Back to the lunch times at the city churches in the centre, one day I nipped off to Dixons and bought some cheap video tapes for recording the Tour. One student asked on my return what I’d bought. I said, “Some cheap blank video tapes.” He nodded: “They’ll be fine.” Indeed they were - 17 years later Phil Morris, Jeroen Westerink and I sat in Delft and watched the 1989 Tour again from these tapes. Ah, those were the days. No EPO just a bit of harmless steroids, testosterone and masking agents. In comparison to EPO I guess they did not do much.
The British Channel 4 coverage was a half hour summary program at 18:30 with Phil Ligget and Paul Sherwen and though these guys are still around and not a day older and there is now live all day coverage it is never as good as it was then. Half hour highlights are enough lets face it and after almost lapsing into a coma the other month during the 2008 race I am more than convinced that Channel 4 had it right all along. The music was also great, no idea how Brian Venner and his colleagues put it all together so quickly after every day’s stage.
When Scotland’s Robert Miller won at Superbagneres, Colin and Andy were more excited than ever about our holiday in September. Watching Lemond get a kicking on the Alpe d’Huez gave us a good idea how we’d feel going up there soon.
But I was never as fit in the summer of 1989 as I was in 1988 or at the beginning of the year - the attention had drifted. In 1988 I’d never have gone on bender like I did with the students from work in 1989 - we all wore suit and tie and went to an Indian restaurant and drank too much beer and order too much nan bread and laughed too hard and ended up in the casino down beside the Dundee waterfront. For such young guys they knew how it all worked. At around 3:30am we emerged and tried to get a taxi. Tubby had ordered one but taxis were scarce. One arrived and an elderly woman rushed towards it giving saying yes that’s me. Omar somehow overheard and dashed over gallantly yelling, “That’s our taxi, old woman!” The driver was also surprisingly angry with the old woman and told her to shove off. Four young men piled into the car and left the lady standing.

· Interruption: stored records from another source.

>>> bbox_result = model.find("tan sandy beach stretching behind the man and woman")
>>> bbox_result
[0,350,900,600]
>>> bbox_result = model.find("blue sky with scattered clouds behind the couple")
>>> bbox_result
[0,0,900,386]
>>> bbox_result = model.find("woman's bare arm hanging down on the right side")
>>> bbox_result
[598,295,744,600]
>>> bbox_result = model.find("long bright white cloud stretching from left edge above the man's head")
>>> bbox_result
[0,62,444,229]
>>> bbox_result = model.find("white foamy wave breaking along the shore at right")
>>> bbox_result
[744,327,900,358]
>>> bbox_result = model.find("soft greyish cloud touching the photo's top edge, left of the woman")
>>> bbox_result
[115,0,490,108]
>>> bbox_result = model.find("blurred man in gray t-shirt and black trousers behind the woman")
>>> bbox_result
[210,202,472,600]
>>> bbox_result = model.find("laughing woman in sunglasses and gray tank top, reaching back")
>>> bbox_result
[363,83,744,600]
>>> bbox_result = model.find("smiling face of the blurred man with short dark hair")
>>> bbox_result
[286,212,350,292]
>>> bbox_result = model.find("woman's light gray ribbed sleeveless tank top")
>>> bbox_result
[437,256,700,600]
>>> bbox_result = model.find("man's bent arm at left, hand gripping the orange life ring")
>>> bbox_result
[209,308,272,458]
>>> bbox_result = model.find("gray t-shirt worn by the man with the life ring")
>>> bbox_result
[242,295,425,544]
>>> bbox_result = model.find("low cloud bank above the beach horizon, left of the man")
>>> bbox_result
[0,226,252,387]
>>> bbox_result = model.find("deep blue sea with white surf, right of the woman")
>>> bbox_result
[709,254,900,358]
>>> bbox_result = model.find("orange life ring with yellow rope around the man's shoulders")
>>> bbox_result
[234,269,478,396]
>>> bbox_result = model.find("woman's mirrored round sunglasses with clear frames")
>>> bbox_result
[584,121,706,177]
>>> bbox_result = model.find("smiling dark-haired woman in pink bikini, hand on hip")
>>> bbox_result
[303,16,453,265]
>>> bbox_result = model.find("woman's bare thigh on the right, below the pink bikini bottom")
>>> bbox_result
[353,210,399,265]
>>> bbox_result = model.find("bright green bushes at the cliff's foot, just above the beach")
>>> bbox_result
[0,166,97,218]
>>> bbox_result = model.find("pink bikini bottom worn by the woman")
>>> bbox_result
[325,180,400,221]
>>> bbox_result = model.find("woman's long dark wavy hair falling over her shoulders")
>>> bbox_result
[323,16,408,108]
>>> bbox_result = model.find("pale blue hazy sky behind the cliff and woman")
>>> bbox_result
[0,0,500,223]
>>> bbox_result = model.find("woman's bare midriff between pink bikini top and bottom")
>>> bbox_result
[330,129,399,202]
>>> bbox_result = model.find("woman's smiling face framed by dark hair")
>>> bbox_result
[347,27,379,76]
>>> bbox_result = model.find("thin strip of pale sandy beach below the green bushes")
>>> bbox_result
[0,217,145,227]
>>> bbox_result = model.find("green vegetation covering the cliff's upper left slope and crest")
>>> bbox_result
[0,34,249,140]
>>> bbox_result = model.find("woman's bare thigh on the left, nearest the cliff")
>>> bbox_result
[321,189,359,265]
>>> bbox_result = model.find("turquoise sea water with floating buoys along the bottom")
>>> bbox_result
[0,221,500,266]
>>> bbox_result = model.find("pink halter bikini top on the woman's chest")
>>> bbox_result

We dropped two guys off somewhere in town leaving just Omar and me heading off into the hills behind Dundee, near Burnside of Duntrune. Familiar territory for me on the bike but not in a taxi at 4am. Eventually the taxi turned up a long driveway to a truly massive and impressive house up on the hill. Omar’s family’s place. Yeah, they were not short of a bob or two. The taxi then headed back into Dundee and dropped me off at home. It was already getting light and I realised I did not have my keys hidden in the usual place in the garden. So I sat and waited a bit, enjoying the silence and the dawn light before ringing the door bell to wake my poor folks. All seems still rather recent to me, like last week or so.